Æthelberht married Berhta, daughter of Charibert, king of Paris,
who brought over Bishop Liudhard as her private confessor.
According to Bede, Æthelberht's supremacy in 597 stretched
over all the English kingdoms as far as the Humber. The nature
of this supremacy has been much disputed, but it was at any
rate sufficient to guarantee the safety of Augustine in his conference with the British bishops. Æthelberht exercised a
stricter sway over Essex, where his nephew Saberht was king.
In 597 the mission of Augustine landed in Thanet and was received at first with some hesitation by the king. He seems to
have acted with prudence and moderation during the conversion
of his kingdom and did not countenance compulsory proselytism.

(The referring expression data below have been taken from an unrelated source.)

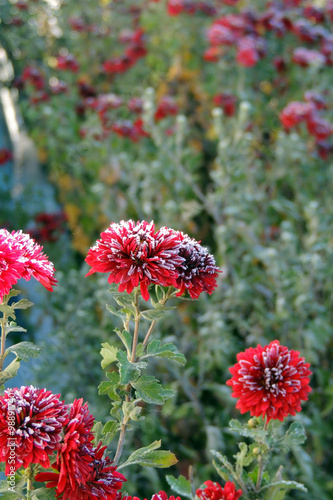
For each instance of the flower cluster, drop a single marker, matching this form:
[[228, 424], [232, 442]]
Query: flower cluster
[[134, 254], [82, 472], [38, 425], [214, 491], [270, 381], [33, 419], [161, 495], [22, 257]]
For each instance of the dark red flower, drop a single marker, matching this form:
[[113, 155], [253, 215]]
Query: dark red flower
[[296, 112], [198, 271], [22, 257], [270, 381], [35, 262], [247, 53], [305, 57], [67, 62], [135, 254], [214, 491], [166, 107], [319, 127], [227, 103], [101, 479], [31, 421], [5, 155], [161, 495]]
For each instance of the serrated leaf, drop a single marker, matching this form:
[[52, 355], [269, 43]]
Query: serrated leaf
[[128, 371], [150, 390], [13, 293], [243, 458], [24, 350], [286, 485], [168, 351], [109, 354], [43, 494], [22, 304], [293, 437], [148, 457], [131, 411], [110, 388], [244, 430], [126, 339], [9, 372], [180, 485], [8, 310], [14, 328], [156, 314], [97, 430], [114, 311]]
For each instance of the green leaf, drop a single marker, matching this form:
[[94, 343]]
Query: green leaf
[[293, 437], [131, 411], [150, 390], [244, 430], [97, 431], [148, 457], [109, 354], [43, 494], [14, 328], [156, 314], [126, 339], [284, 485], [168, 351], [8, 310], [180, 485], [24, 350], [9, 372], [22, 304], [129, 372], [243, 458]]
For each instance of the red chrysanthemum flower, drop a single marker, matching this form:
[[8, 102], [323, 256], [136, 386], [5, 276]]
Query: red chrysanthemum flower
[[161, 495], [270, 381], [11, 268], [30, 261], [101, 479], [133, 254], [73, 459], [198, 272], [31, 422], [296, 112], [214, 491]]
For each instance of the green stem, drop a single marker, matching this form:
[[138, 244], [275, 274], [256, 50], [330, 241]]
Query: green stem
[[136, 329], [153, 323], [124, 423], [3, 340], [30, 474]]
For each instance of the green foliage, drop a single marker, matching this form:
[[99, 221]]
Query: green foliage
[[180, 485], [149, 457]]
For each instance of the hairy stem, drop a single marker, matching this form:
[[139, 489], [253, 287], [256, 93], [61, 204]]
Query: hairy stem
[[3, 340], [124, 423], [153, 323]]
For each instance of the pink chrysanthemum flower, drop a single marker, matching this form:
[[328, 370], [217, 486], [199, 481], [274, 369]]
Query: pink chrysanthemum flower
[[22, 257], [214, 491], [133, 254], [101, 479], [270, 381], [11, 268], [31, 420], [198, 272]]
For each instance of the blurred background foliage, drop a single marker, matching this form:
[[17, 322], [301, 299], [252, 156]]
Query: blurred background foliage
[[174, 111]]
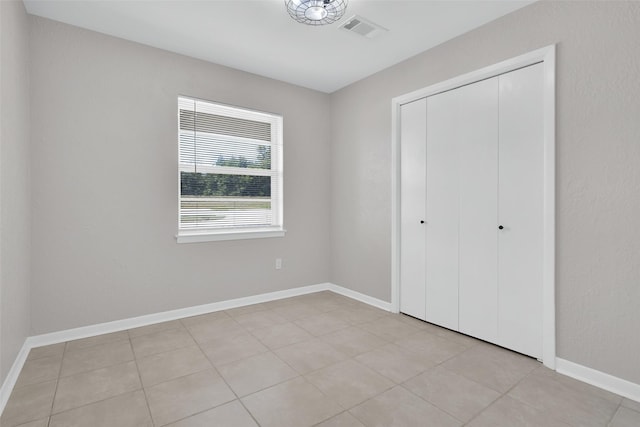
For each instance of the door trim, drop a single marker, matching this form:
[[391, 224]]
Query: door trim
[[547, 56]]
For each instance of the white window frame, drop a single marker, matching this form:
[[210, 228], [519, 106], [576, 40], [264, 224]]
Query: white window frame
[[277, 204]]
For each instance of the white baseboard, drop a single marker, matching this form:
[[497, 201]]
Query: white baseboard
[[360, 297], [165, 316], [599, 379], [135, 322], [12, 376]]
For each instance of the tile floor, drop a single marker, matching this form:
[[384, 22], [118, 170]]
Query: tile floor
[[314, 360]]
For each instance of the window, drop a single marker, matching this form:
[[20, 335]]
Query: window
[[230, 172]]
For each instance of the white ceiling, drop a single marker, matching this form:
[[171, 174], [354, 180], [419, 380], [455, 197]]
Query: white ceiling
[[258, 36]]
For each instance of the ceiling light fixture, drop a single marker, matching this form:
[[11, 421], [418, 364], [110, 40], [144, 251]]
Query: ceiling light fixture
[[316, 12]]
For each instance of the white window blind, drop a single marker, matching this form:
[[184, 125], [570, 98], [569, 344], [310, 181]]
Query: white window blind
[[230, 170]]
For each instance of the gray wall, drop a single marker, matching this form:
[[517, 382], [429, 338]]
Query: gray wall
[[14, 183], [104, 141], [598, 168]]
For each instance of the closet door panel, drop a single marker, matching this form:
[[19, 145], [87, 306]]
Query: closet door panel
[[413, 147], [477, 136], [521, 210], [442, 210]]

Æthelberht gave Augustine a dwelling-place in Canterbury, and
Christ Church was consecrated in 603. He also made grants to
found the see of Rochester, of which Justus became first bishop
in 604, and his influence established Mellitus at London in the
same year. A code of laws issued by him which is still extant
is probably the oldest document in the English language, and
contains a list of money fines for various crimes. Towards
the close of his reign his pre-eminence as Bretwalda was disturbed by the increasing power of Rædwald of East Anglia.
He died probably in 616, and was succeeded by his son Eadbald.
See Bede, Hist. Ecc. (Plummer) i. 25, 26, ii. 3, 5; Saxon Chronicle (Earle and Plummer), s.a.568.